Check back Mon for the latest and until then, have a great weekend!
Comments
Bugger
Oh well I guess we can’t shoot the messenger
Thanks steve
Banks are straight as around here with very few options and looks to be more of the same till spring......not going to change with straight south liney swells....lots of sand on the beaches with a deep gutter and straight handers.......
Also a very large white spotted in close north of coffs....was told it was 5-6 m long so buyer beware
Wow!
Sunny Coast forecast: Flat until I go to Bali with the family.
Bali forecast when I land 8ft,6-8ft,10ft,8ft…

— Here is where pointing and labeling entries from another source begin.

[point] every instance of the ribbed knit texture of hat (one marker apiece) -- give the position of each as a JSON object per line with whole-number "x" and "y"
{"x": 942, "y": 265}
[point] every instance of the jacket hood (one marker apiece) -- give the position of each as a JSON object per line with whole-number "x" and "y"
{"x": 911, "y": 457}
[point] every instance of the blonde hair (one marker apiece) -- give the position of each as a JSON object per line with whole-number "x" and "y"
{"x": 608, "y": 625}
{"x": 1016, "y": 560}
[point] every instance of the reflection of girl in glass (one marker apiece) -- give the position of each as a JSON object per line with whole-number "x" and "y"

Haven’t surfed a wave over 1 foot for a month. Perfect preparation
gee thats a good point, im heading to indo in 4 weeks, barely surfed in ages
Gah. The grom is in indo cleaning up. Sucks to be here rn, feels like a return to typical El Niño winter after a few great years
Getting pretty dire north of the border.
Is this a cyclone in the Solomon’s the access model has modelled in winter?? Obviously not gonna happen but is that what it looks like
Samma Samma here Simba, Straight south swells with very few options, & back to virtually FLAT last couple of daze with a lite Nor/Easter seabreeze coming up yesterday arvo! My youngest Son has just returned from 4 wks in Indo where constant back to back medium swells with lite trades produced GR8 waves on both west & east coasts when he was in Bali for several daze! G-land also producing excellent surf with the latest swell up to 10ft, B4 gradually backing off to a pristine 4 to 6ft++ over the nxt few daze! Bugger!!! Oh well glad he got some on his 1st trip there in 10yrs since he was a 15yrs old frothing grom ! Since returning home he has had 2 surfs in 3ft straight handers @ a local swell magnet in cold water & freezing dawn patrol conditions B4 going to work! Welcome back Son to the reality of El Nino on the Mid Nth Coast!!!

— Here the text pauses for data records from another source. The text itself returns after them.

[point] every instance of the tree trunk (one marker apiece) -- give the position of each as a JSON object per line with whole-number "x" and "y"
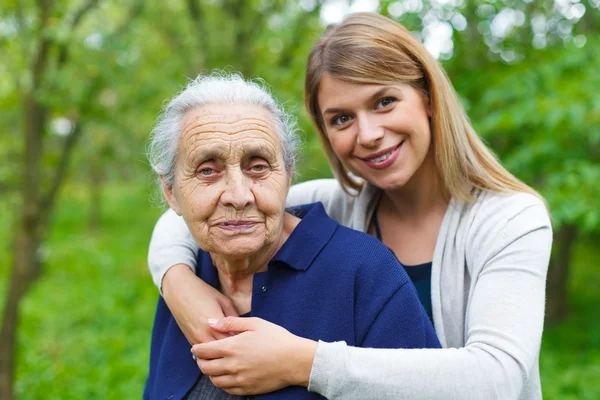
{"x": 26, "y": 264}
{"x": 26, "y": 269}
{"x": 95, "y": 187}
{"x": 558, "y": 275}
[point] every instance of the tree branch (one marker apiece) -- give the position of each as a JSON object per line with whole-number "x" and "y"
{"x": 134, "y": 12}
{"x": 297, "y": 35}
{"x": 60, "y": 173}
{"x": 63, "y": 53}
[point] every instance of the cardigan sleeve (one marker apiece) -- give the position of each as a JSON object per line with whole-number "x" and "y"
{"x": 503, "y": 333}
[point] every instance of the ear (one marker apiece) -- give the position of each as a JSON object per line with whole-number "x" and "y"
{"x": 169, "y": 195}
{"x": 428, "y": 105}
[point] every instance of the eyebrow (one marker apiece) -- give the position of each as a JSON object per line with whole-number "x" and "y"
{"x": 374, "y": 96}
{"x": 256, "y": 150}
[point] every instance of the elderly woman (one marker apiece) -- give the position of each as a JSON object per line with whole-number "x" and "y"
{"x": 224, "y": 151}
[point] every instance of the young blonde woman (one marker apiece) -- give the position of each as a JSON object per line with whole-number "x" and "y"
{"x": 428, "y": 187}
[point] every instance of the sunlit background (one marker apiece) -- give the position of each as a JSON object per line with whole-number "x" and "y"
{"x": 81, "y": 82}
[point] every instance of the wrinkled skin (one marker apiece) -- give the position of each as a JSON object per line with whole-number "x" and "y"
{"x": 230, "y": 187}
{"x": 230, "y": 168}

Samma Samma here Simba, Straight south swells with very few options, & back to virtually FLAT last couple of daze with a lite Nor/Easter seabreeze coming up yesterday arvo! My youngest Son has just returned from 4 wks in Indo where constant back to back medium swells with lite trades produced GR8 waves on both west & east coasts when he was in Bali for several daze! G-land also producing excellent surf with the latest swell up to 10ft, B4 gradually backing off to a pristine 4 to 6ft++ over the nxt few daze! Bugger!!! Oh well glad he got some on his 1st trip there in 10yrs since he was a 15yrs old frothing grom ! Since returning home he has had 2 surfs in 3ft straight handers @ a local swell magnet in cold water & freezing dawn patrol conditions B4 going to work! Welcome back Son to the reality of El Nino on the Mid Nth Coast!!!

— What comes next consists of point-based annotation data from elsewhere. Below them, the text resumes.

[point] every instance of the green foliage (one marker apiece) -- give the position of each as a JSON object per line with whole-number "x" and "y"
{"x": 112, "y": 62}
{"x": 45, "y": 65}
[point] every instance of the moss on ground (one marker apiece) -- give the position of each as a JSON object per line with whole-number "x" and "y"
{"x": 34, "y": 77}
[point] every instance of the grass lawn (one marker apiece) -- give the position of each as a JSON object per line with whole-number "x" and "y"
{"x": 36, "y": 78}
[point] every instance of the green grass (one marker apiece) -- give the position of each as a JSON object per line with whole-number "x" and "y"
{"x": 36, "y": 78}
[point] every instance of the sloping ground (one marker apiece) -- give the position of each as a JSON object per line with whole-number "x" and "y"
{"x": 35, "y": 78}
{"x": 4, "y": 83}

Managed to find a couple of waist high stuff yesterday at south facing swell magnet beaches for my son and mate... not today... flat, like really really flat.
This winter is shit surfwise
Deffo a weekend for the true S swell magnets.
On an exposed platform Sat morning there were two S swell trains: a 7-8 second signal (assuming refracted in from the W'ly flow off Southern NSW) and long period S-S/SE.
I found waist high peelers without too much drama. S swell magnets were 2-3.
Still some tiny peelers this morning with a definite little bump in size here right before dark, under oil slick conditions as wind dropped out.
Saturday offered straight, bankless 2-3ft sets on the Tweed, clean early but with a late morning northerly spoiling things further. Sunday was tiny but clean.
In shore gutters filled and packed hard, best the sand's looked in years, swell please Huey.